4 Best practices for triggers
Triggers are a powerful tool, but they can also create undesired alert noise. To see more real signals, and less noise, follow these tips:
-
Desensitize triggers. Instead of alerting on the latest value (too high/too low), analyze the average for an extended period by using functions like
avg,min, andmax. -
Consider using the
percentilefunction (set it to 95% or 5%) in triggers, if you want to avoid alerts on random spikes and drops. -
Use hysteresis to avoid trigger flapping—frequent changes of trigger state (OK ↔ Problem). A continuum for the problem state can be defined by adding a recovery expression (a separate condition for problem resolution).
-
Use trigger dependencies to avoid alerts, which are not related to the root cause.
-
Use trigger severity to alert on the more serious problems only.
-
Define maintenance windows.
Hysteresis
Sometimes an interval is needed between problem and recovery states, rather than a simple threshold. For example, if we want to define a trigger that reports a problem when server room temperature goes above 20°C and we want it to stay in the problem state until the temperature drops below 15°C, a simple trigger threshold at 20°C will not be enough.
Instead, we need to define a trigger expression for the problem event first (temperature above 20°C). Then we need to define an additional recovery condition (temperature below 15°C). This is done by defining a Recovery expression when configuring a trigger.

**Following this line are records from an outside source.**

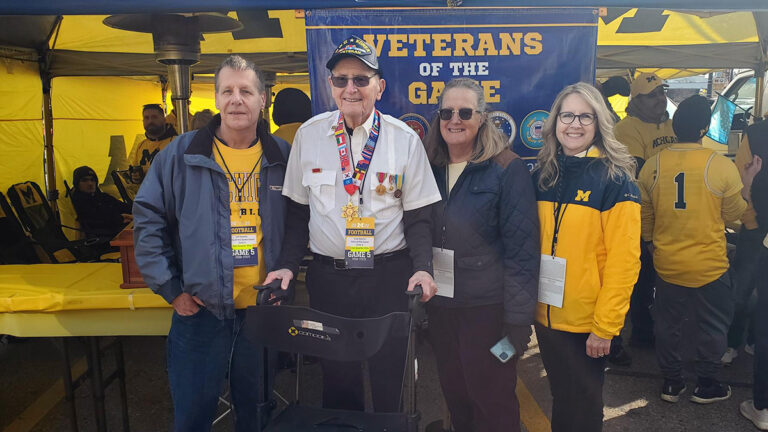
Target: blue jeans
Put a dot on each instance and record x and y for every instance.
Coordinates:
(760, 387)
(201, 350)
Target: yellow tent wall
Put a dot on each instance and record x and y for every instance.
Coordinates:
(21, 124)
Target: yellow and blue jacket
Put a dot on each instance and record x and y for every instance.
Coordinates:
(599, 237)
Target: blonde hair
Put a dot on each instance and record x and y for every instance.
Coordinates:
(489, 141)
(613, 154)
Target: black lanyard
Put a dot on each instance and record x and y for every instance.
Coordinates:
(239, 189)
(559, 213)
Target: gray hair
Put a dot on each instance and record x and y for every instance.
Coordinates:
(238, 63)
(489, 141)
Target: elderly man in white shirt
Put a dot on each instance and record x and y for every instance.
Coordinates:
(360, 187)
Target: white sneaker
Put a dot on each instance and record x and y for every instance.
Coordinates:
(729, 355)
(756, 416)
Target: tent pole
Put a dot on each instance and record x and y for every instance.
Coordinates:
(52, 194)
(759, 88)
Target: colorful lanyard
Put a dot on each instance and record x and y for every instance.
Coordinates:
(354, 180)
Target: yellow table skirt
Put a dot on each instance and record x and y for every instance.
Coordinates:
(60, 287)
(115, 322)
(82, 299)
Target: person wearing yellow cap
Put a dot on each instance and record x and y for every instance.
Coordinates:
(646, 130)
(688, 194)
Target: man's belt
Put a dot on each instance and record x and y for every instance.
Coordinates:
(340, 264)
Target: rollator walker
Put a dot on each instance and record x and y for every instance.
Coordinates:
(304, 331)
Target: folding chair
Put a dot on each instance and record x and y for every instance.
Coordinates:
(306, 331)
(38, 219)
(15, 246)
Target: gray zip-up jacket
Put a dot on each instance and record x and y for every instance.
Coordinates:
(182, 232)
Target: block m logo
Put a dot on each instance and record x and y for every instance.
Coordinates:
(582, 196)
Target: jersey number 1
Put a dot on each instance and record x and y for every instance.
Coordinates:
(680, 181)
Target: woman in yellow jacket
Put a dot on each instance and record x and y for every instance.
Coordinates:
(589, 212)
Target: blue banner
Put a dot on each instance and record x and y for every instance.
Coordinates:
(722, 117)
(522, 58)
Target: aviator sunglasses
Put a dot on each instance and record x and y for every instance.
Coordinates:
(585, 119)
(464, 113)
(358, 81)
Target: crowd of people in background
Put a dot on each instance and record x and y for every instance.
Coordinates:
(618, 216)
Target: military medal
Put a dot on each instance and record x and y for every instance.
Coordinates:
(399, 185)
(354, 179)
(381, 189)
(349, 211)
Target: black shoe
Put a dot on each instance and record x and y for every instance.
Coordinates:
(619, 356)
(713, 392)
(672, 389)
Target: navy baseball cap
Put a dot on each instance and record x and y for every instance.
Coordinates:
(355, 47)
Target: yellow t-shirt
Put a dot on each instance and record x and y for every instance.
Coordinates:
(248, 244)
(688, 192)
(642, 139)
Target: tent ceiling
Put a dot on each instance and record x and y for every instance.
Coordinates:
(627, 38)
(75, 63)
(48, 7)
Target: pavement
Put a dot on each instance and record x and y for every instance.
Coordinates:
(31, 391)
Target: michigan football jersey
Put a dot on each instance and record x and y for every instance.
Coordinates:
(642, 139)
(688, 192)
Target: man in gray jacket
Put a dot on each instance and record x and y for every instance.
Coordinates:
(209, 224)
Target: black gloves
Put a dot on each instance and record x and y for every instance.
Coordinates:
(519, 336)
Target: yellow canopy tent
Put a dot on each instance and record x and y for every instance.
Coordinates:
(96, 104)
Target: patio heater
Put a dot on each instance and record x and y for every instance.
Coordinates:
(176, 39)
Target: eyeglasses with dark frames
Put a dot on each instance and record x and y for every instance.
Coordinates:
(464, 113)
(585, 119)
(358, 80)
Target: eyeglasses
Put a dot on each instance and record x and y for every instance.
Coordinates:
(359, 81)
(464, 113)
(585, 119)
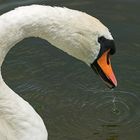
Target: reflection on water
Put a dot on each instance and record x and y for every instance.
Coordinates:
(72, 100)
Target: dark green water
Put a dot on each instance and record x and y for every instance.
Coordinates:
(71, 99)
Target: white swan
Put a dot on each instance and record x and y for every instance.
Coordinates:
(80, 35)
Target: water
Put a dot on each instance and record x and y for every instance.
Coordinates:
(73, 102)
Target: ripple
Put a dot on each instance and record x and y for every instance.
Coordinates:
(118, 107)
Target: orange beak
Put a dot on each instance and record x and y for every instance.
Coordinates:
(105, 65)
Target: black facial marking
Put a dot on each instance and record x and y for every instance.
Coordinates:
(105, 45)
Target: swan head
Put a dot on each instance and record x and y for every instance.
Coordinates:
(100, 48)
(94, 44)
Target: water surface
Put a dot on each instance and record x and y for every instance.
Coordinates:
(69, 96)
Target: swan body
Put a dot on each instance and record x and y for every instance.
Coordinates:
(74, 32)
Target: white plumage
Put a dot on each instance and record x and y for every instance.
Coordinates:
(72, 31)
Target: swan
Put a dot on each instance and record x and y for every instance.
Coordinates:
(76, 33)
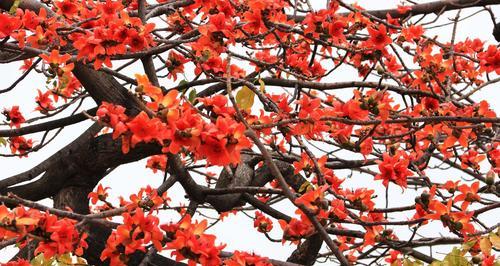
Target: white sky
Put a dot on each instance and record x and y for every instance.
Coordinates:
(236, 232)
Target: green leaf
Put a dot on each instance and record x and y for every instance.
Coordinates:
(14, 7)
(192, 95)
(455, 258)
(245, 98)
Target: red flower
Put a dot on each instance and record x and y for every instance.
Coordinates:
(14, 116)
(100, 194)
(66, 8)
(246, 259)
(378, 37)
(222, 142)
(44, 102)
(295, 229)
(262, 223)
(157, 162)
(20, 144)
(468, 194)
(190, 242)
(8, 24)
(144, 129)
(175, 64)
(393, 168)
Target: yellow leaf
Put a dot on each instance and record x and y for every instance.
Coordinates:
(485, 245)
(245, 98)
(262, 85)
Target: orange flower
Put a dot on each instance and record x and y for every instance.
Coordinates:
(394, 169)
(244, 259)
(262, 223)
(378, 37)
(100, 194)
(468, 194)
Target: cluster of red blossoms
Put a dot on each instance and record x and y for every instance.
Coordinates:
(56, 236)
(179, 126)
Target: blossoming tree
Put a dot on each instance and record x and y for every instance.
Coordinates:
(240, 102)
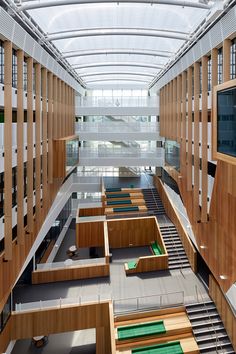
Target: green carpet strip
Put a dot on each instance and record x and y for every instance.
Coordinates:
(119, 210)
(113, 189)
(132, 264)
(156, 249)
(117, 202)
(141, 330)
(164, 348)
(119, 195)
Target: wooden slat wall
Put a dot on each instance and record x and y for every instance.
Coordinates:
(20, 147)
(44, 140)
(8, 150)
(204, 142)
(38, 144)
(55, 108)
(29, 145)
(13, 256)
(183, 134)
(50, 127)
(224, 310)
(189, 154)
(196, 210)
(214, 229)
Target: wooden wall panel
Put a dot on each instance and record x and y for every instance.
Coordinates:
(189, 154)
(38, 144)
(196, 209)
(8, 150)
(72, 318)
(20, 148)
(30, 145)
(204, 142)
(224, 310)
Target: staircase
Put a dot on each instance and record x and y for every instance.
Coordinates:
(177, 256)
(153, 201)
(208, 328)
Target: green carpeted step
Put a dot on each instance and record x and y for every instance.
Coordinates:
(132, 264)
(119, 195)
(156, 249)
(119, 210)
(164, 348)
(141, 330)
(113, 189)
(116, 202)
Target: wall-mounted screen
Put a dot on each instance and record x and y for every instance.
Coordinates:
(226, 121)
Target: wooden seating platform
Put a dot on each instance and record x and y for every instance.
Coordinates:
(186, 346)
(160, 332)
(126, 210)
(157, 261)
(124, 202)
(120, 196)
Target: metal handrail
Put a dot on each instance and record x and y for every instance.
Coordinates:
(210, 320)
(137, 301)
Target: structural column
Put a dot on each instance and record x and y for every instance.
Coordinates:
(20, 147)
(8, 150)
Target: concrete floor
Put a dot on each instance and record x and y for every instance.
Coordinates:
(124, 290)
(62, 343)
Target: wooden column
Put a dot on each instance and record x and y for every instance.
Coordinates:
(204, 138)
(30, 145)
(20, 148)
(59, 115)
(214, 81)
(45, 144)
(55, 108)
(196, 209)
(189, 155)
(226, 77)
(178, 134)
(8, 150)
(63, 110)
(50, 127)
(103, 346)
(226, 59)
(73, 113)
(183, 134)
(38, 144)
(174, 110)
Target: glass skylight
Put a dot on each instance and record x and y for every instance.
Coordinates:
(96, 37)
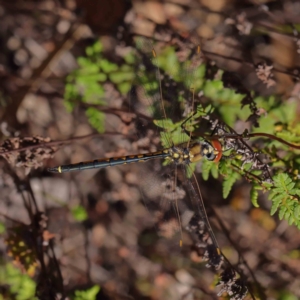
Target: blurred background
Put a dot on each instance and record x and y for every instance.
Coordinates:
(88, 235)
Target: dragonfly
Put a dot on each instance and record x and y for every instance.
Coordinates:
(169, 97)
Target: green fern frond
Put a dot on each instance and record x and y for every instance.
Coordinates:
(285, 199)
(228, 182)
(254, 195)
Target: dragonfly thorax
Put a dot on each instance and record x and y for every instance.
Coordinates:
(193, 153)
(202, 149)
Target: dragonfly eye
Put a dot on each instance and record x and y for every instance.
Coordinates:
(208, 151)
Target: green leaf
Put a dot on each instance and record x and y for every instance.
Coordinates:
(89, 294)
(228, 183)
(254, 196)
(96, 118)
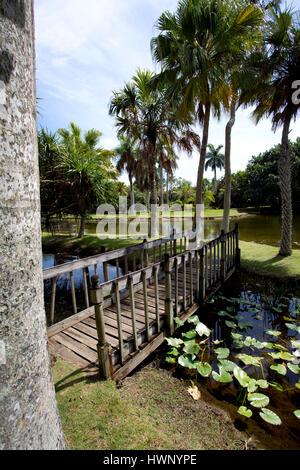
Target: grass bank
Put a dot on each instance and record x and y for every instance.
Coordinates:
(264, 260)
(150, 410)
(256, 258)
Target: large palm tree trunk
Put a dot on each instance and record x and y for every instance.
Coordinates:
(199, 192)
(28, 410)
(285, 182)
(227, 192)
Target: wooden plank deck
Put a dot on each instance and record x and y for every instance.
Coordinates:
(135, 312)
(81, 338)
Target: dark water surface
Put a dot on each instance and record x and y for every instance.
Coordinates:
(259, 228)
(260, 312)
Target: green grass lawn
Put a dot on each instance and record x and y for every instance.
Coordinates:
(264, 260)
(208, 212)
(151, 410)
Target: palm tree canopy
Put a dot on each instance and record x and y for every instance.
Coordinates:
(273, 71)
(214, 159)
(194, 47)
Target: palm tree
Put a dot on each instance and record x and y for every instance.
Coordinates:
(144, 112)
(214, 160)
(127, 155)
(29, 414)
(275, 69)
(193, 48)
(86, 167)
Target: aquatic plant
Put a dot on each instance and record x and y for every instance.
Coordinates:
(197, 352)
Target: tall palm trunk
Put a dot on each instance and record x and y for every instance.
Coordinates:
(28, 410)
(131, 190)
(199, 192)
(227, 192)
(167, 190)
(82, 226)
(161, 184)
(284, 169)
(215, 180)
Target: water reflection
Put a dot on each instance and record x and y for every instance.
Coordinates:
(63, 301)
(259, 228)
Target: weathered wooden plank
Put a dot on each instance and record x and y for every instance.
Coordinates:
(66, 353)
(139, 357)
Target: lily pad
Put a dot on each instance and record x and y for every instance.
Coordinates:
(194, 319)
(222, 353)
(230, 324)
(273, 332)
(262, 383)
(175, 342)
(227, 365)
(295, 344)
(171, 359)
(241, 376)
(270, 417)
(245, 411)
(191, 347)
(202, 329)
(204, 369)
(187, 360)
(189, 334)
(178, 321)
(294, 368)
(223, 376)
(280, 368)
(258, 400)
(249, 360)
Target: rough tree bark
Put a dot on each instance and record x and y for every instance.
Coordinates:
(227, 192)
(28, 410)
(199, 191)
(285, 182)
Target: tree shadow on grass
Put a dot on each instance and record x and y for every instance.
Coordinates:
(87, 374)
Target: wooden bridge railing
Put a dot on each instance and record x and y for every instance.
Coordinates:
(126, 259)
(199, 273)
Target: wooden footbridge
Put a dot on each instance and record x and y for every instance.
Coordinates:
(125, 319)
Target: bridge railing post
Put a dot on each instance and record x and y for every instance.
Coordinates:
(103, 348)
(238, 250)
(223, 255)
(168, 296)
(202, 276)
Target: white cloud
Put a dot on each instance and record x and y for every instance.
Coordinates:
(87, 49)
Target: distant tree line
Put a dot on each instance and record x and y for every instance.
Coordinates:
(258, 185)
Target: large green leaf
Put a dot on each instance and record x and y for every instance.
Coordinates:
(175, 342)
(249, 360)
(258, 400)
(294, 368)
(273, 332)
(204, 369)
(279, 368)
(262, 383)
(297, 413)
(245, 411)
(227, 365)
(187, 360)
(241, 376)
(191, 347)
(270, 417)
(223, 376)
(222, 353)
(202, 329)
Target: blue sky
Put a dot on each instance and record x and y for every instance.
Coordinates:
(86, 49)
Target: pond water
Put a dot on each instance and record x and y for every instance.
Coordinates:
(63, 302)
(259, 228)
(263, 328)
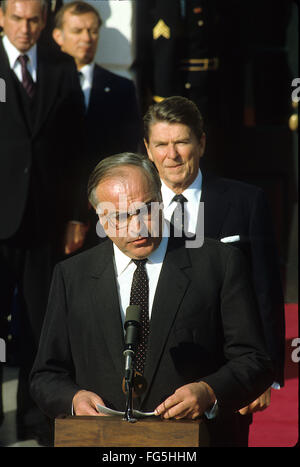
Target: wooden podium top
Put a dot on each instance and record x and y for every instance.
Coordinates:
(110, 431)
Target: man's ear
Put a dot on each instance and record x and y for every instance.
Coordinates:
(202, 144)
(58, 36)
(148, 150)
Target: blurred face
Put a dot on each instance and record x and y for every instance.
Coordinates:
(176, 152)
(78, 37)
(22, 23)
(121, 201)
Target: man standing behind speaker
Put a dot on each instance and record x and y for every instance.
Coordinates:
(110, 100)
(39, 155)
(112, 118)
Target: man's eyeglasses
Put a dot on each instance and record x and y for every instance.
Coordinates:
(120, 220)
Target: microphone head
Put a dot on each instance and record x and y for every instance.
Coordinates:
(133, 313)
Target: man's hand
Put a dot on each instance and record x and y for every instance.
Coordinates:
(84, 403)
(261, 403)
(189, 401)
(74, 236)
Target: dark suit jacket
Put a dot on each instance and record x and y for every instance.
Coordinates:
(40, 151)
(235, 208)
(113, 123)
(206, 328)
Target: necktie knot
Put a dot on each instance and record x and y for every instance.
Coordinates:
(177, 222)
(27, 80)
(179, 199)
(23, 59)
(140, 262)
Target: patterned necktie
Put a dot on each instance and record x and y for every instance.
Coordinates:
(139, 295)
(177, 219)
(27, 80)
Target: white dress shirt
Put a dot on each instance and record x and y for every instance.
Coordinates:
(13, 55)
(193, 196)
(125, 267)
(86, 81)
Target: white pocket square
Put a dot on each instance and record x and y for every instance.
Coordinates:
(233, 238)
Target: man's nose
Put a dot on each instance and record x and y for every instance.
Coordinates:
(25, 26)
(137, 226)
(172, 151)
(86, 35)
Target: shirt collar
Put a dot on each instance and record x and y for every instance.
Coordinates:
(13, 53)
(190, 193)
(87, 72)
(122, 261)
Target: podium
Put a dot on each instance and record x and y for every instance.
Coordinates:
(110, 431)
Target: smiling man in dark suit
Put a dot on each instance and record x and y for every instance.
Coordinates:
(204, 349)
(39, 156)
(234, 212)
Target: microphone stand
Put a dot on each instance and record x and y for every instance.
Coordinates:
(129, 386)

In this case, problem recovery takes place in two steps:
- First, the problem expression (temperature above 20°C) has to evaluate to FALSE
- Second, the recovery expression (temperature below 15°C) has to evaluate to TRUE
The recovery expression is evaluated only after the problem event is resolved. The recovery expression being TRUE alone does not resolve a problem if the problem expression is still TRUE!
Example
Temperature in server room is too high.
Problem expression:
last(/server/temp)>20
Recovery expression:
last(/server/temp)<=15
It is unproductive to use the {TRIGGER.VALUE} macro in a recovery expression because this expression is only evaluated when the trigger is in the "Problem" state. Consequently, {TRIGGER.VALUE} will always resolve to "1" (which indicates a "Problem" state) while evaluating the expression.